The energy transition towards renewables is well under way in the Middle East and North Africa. The region has advanced and ambitious energy investment and diversification plans in place, driven by the need to meet growing energy demand, promote economic growth, maximise socioeconomic benefits and meet decarbonisation objectives. Ambitions differ among countries, as do market size and readiness, but the overall picture is one of dynamism.

The business case for renewables is evident from renewable energy competing directly with conventional energy technologies. By backing the global energy transition, the region has aligned itself with the objectives of the Paris Agreement, that is to limit the global average temperature rise to well below 1.5°C. While recent progress on renewables represents a significant increase, the present level of renewable energy capacity is far below the levels planned by the region’s countries.
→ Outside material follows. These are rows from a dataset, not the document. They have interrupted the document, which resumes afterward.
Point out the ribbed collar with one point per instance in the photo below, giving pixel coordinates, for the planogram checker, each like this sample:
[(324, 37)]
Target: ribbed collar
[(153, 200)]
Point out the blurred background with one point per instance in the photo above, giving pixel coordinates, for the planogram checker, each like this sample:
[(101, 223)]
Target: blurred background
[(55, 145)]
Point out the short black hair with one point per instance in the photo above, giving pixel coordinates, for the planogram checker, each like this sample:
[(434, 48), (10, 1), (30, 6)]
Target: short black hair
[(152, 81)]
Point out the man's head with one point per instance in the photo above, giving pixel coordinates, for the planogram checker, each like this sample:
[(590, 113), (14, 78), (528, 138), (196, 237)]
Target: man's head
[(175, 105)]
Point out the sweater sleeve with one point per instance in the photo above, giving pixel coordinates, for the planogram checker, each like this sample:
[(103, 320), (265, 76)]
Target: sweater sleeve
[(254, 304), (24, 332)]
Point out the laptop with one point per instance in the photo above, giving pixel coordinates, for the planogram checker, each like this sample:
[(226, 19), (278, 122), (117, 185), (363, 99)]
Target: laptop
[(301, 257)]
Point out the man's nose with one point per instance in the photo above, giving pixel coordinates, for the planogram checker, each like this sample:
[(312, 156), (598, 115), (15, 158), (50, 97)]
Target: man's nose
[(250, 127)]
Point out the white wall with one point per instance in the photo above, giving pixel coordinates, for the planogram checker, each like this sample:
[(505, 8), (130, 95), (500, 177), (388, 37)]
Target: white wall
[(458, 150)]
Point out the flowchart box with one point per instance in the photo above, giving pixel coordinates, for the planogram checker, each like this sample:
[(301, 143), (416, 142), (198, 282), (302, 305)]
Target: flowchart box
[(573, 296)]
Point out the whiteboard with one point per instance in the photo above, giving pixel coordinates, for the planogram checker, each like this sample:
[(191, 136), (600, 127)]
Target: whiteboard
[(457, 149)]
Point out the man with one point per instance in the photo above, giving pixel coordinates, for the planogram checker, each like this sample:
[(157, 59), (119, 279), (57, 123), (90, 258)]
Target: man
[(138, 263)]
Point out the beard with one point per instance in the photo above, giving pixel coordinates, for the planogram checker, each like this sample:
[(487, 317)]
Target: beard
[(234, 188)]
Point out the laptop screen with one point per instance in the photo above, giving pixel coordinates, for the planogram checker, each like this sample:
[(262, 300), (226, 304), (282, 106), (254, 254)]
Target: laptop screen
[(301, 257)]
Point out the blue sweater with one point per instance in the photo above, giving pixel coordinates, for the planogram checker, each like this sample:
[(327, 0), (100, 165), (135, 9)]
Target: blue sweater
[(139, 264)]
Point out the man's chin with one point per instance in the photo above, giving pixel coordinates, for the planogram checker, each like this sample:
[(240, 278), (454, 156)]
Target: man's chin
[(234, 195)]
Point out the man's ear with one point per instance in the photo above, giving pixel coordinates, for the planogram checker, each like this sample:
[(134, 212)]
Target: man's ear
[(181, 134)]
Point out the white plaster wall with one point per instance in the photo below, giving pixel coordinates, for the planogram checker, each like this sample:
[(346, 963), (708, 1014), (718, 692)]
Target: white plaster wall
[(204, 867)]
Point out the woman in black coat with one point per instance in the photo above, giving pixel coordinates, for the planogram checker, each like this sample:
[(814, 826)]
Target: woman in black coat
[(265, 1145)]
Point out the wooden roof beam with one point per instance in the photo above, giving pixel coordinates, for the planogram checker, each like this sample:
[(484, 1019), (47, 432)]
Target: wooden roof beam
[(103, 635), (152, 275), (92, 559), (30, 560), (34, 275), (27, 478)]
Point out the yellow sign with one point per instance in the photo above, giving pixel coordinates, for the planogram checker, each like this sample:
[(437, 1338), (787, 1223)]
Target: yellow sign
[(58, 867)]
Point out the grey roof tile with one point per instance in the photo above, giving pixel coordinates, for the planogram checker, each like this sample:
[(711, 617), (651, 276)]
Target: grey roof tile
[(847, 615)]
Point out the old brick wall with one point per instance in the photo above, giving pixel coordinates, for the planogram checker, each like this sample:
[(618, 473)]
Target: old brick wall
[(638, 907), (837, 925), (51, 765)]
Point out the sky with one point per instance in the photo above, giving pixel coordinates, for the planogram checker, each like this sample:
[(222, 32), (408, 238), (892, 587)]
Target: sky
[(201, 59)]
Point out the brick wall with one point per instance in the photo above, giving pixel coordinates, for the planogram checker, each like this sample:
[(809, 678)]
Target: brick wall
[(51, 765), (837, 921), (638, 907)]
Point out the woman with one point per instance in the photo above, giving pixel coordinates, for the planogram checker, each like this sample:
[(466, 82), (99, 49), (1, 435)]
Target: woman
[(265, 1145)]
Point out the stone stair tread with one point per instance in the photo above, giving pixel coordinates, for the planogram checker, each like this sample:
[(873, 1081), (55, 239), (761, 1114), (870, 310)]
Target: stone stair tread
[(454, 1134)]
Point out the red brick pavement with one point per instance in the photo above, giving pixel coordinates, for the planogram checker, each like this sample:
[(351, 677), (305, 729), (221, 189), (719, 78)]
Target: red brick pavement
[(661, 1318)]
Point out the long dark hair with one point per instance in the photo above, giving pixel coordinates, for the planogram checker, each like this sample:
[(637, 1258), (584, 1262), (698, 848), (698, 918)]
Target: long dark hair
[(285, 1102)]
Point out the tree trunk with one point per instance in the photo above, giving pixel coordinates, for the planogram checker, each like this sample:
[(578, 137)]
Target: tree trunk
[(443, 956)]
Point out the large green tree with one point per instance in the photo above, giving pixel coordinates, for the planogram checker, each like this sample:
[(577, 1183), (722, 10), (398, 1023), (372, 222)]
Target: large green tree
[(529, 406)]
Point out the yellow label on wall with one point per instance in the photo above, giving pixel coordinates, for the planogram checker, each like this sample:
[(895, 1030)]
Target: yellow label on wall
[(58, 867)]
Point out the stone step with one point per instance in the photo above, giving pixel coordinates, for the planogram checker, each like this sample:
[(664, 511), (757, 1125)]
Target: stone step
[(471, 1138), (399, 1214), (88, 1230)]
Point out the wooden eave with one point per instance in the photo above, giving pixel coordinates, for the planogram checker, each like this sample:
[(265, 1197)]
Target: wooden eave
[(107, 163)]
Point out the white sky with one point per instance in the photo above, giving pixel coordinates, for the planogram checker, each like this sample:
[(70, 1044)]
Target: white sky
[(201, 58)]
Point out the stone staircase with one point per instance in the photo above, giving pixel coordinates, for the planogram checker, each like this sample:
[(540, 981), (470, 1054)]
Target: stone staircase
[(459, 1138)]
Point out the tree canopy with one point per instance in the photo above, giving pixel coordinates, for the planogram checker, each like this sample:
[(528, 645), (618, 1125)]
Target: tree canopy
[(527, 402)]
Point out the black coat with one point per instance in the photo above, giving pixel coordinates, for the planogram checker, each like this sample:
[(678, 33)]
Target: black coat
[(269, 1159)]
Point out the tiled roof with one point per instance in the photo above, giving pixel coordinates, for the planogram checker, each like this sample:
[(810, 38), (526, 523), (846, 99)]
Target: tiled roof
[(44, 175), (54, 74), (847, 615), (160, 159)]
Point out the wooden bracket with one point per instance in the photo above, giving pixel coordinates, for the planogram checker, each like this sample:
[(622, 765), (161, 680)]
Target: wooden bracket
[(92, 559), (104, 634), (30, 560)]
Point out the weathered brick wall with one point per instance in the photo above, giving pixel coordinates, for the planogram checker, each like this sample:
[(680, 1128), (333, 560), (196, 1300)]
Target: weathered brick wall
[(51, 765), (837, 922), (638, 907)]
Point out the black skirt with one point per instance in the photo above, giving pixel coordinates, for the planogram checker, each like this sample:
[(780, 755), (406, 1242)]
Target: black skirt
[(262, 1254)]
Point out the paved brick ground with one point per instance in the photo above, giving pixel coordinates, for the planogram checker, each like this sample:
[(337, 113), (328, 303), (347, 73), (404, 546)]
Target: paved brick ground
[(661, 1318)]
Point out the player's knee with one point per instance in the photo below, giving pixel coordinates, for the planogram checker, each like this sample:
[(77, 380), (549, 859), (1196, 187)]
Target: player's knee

More rapid progress is expected in the future.

Analysis for IRENA’s World Energy Transitions Outlook (WETO) reveals that the region could obtain almost 26% of its total primary energy supply from renewables by 2050, while the renewable share could reach 53% in the power sector. This would result in an emissions reduction equivalent to 1.1 Gt CO2/yr. Renewables sector jobs reach 2 million in the region under the Transforming Energy Scenario, up from 542 000 in 2017.

Driven by the climate emergency and countries’ commitments to net zero, IRENA estimates that hydrogen could meet up to 12% of global energy demand by 2050. Accordingly, the market for green hydrogen in the Middle East is moving from what seemed like a future hypothetical to a promising reality, with several plans at the domestic level to meet demand from export markets and hard-to-abate sectors.